Quello che si salva / Silvia Celani
Garzanti, 2020
Abstract: Abbiamo una vita sola per essere ciò che vogliamo. Solo un passo divide Giulia dalla vetrina. Un passo che, però, le sembra il più lungo che abbia mai fatto in vita sua. Dietro il vetro, c’è un oggetto che non vede da tanto tempo, ma la cui immagine è impressa a fuoco dentro di lei. Per tutti è una semplice trottola, ma per Giulia rappresenta l’attimo in cui il mondo si è fermato, lasciandola in bilico sull’abisso. Ora è di nuovo davanti ai suoi occhi. All’improvviso rivede sé stessa giovane. La ragazza che nel 1943, nei mesi dell’occupazione tedesca di Roma, ha trovato il coraggio di combattere per la libertà, di impugnare una pistola per reagire all’orrore nazista, di premere il grilletto con le mani che fino al giorno prima sfioravano con delicatezza i tasti di un pianoforte. Come se fosse l’unica scelta possibile, come se un’altra strada non fosse percorribile. Accanto a lei, Leo e il loro amore, nato nei rifugi in cui sono stati costretti a nascondersi e tra gli abbracci per superare la paura. Leo che una notte le ha detto che, qualunque cosa fosse accaduta, avrebbe dovuto custodire la trottola che le aveva mostrato. Un oggetto che, per lui, significava moltissimo. Così nulla sarebbe mai cambiato tra di loro. Quando, dopo una retata, Giulia ha perso le sue tracce, non è più riuscita a ritrovare la trottola. Quel giorno tutto ha smesso di girare. E adesso eccola di fronte a lei, dietro quella vetrina. Giulia deve scoprire come sia finita lì. C’è un’unica persona a cui è pronta a raccontare la propria storia: Flavia, che ha cresciuto come fosse una nipote. Perché sappia che non è vero che i vuoti lasciati dalle persone che abbiamo amato non si riempiono più.
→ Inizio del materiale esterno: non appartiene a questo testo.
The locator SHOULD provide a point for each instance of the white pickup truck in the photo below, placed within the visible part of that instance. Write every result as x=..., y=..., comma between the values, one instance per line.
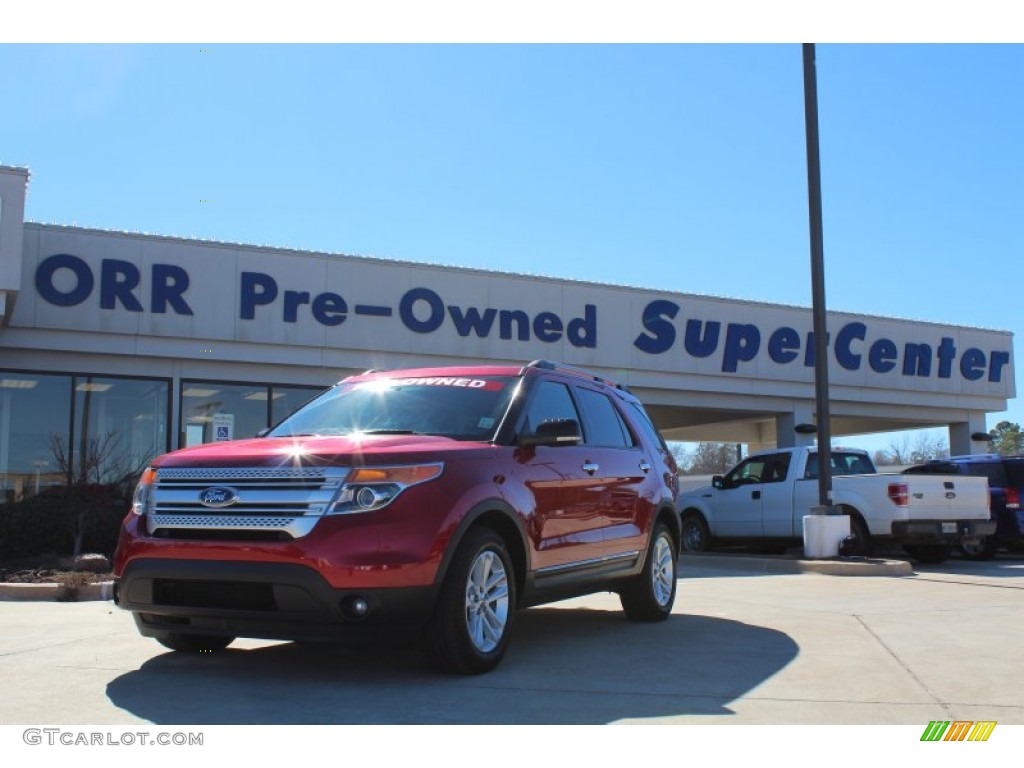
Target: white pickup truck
x=764, y=499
In realtà sono sempre colmi della loro presenza: bisogna solo non aver paura di ascoltare.
L'eredità di Villa Freiberg / Romina Casagrande
Garzanti, 2023
Abstract: Un nuovo romanzo che si fa portavoce di chi in passato non ha avuto la libertà di raccontare. Un libro in cui vengono rivelate le atrocità che le persone più fragili subirono durante la Seconda Guerra mondiale a causa della follia nazista. Villa Freiberg è il luogo che ha dato rifugio ai fratelli Emma e Benjamin quando sono rimasti orfani del padre morto al fronte. Una casa dove i due bambini hanno coltivato illusioni e speranze che vengono però interrotte quando un giorno Benjamin scompare senza lasciare alcuna traccia. Benjamin, bambino taciturno e debole, è stato portato con la forza in una clinica dove è obbligato, insieme a molti altri come lui, a subire gli esperimenti della scienza nazista che ha deciso di sacrificare i più cagionevoli per poter raggiungere la perfezione. Emma per anni non ha saputo cosa sia successo a suo fratello, ha solo cercato di dimenticare Villa Freiberg. Quando la struttura viene ereditata, riaffiorano però alcuni ricordi: la nuova proprietaria trova un vecchio anello e alcune fotografie ingiallite, oggetti che potrebbero diventare ottimi indizi per scoprire cosa si nasconde dietro la sparizione di Benjamin. Emma deve decidere se riaprire il baule dei ricordi, anche se ciò significa rivivere nuovamente quel dolore provato in passato. Forse però, anche se non sono più bambini, non è troppo tardi per tenere fede alla promessa fatta a stessa fin da piccola di prendersi cura del suo fratellino indifeso, costi quel che costi. Un’opera letteraria che scuote le coscienze e ricorda tristemente uno dei fatti più controversi della nostra Storia.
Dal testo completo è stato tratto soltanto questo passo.